In all, about 100 people attended the clinics, where immigration attorneys were on hand to provide assistance and information, said Alegria De La Cruz, chief deputy county counsel and coordinator for the county’s immigration initiative.

“More than anything, now is the time to continue to have a conversation with each other and share stories so that people really understand some of the complicated issues that we face, that we need to solve together, and that people (understand they) are not alone in this time,” she said.

One key concern is what will happen to all the DACA recipients who are now legally employed.

At Petaluma Health Center, some 10 percent of the roughly 40 employees are DACA youth. Pedro Toledo, chief administrative officer of the Petaluma Health Center, said if Congress does not come up with a solution, the health center will have to let go of its DACA employees.

“If nothing changes and they lose their work authorization, then they wouldn’t be eligible to work for us, unfortunately, because we are a federally qualified health center,” Toledo said.

Toledo said the health center has assisted its DACA employees by offering them low- or no-cost loans to cover the cost of both the DACA renewal fee and immigration attorney fees. He said the health center is also assisting employees who are legal, permanent residents in applying for citizenship status.

“Some are married to U.S. citizens and applying for status that way,” he said. “We have a whole bunch of employees who are permanent residents and are helping them apply for citizenship because they feel vulnerable.”

Worry and anxiety

For Teresa Baltazar, now 30, getting DACA in 2013 meant her life changed.

“I was excited,” she said. “I thought it was going to change my life, like new and better opportunities. I went back to school, and got eventually a better job. I was able to get a driver’s license, and not be living in fear.”

Baltazar works as a coordinator with Catholic Charities’ immigration program, helping other undocumented people navigate their own paths.

With her protection expiring in April 2019, though, she now finds herself in the same position as many of her clients. She doesn’t qualify to apply for the Oct. 5 extension and is living with uncertainty about what the future holds.

Richard Coshnear, a local immigration attorney who heads Comité VIDA, a volunteer immigrant rights organization, said the general mood among some DACA youth he’s worked with has been that of worry and anxiety, even among those who were “fighters” these past few years.

Independent workers

Some DACA employees and their employers are trying to come up with ways to continue their working relationship, he said.

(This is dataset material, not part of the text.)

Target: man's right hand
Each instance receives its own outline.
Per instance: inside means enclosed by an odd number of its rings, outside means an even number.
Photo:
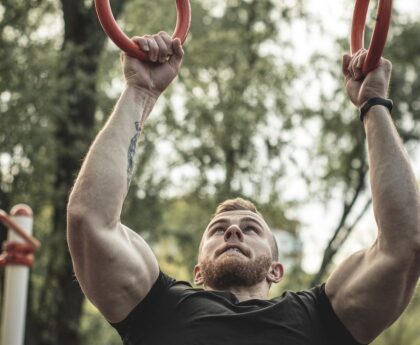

In some cases, both parties are considering eliminating direct employment and keeping DACA workers on as independent contractors.

The end of DACA “really puts a kink in the employment relationship,” he said. “But people are trying to find ways of continuing to work and maintaining their careers and keeping their families going.”

For Baltazar, her mood changes often these days.

“Well some days are good, but then when I see things on the news or I remember about the current situation, for example today’s deadline, it just makes me sad that a lot of people are going to be losing their DACA if it expires after March 5, which is really soon,” she said. “I can’t imagine if that was me what would be going through my mind.”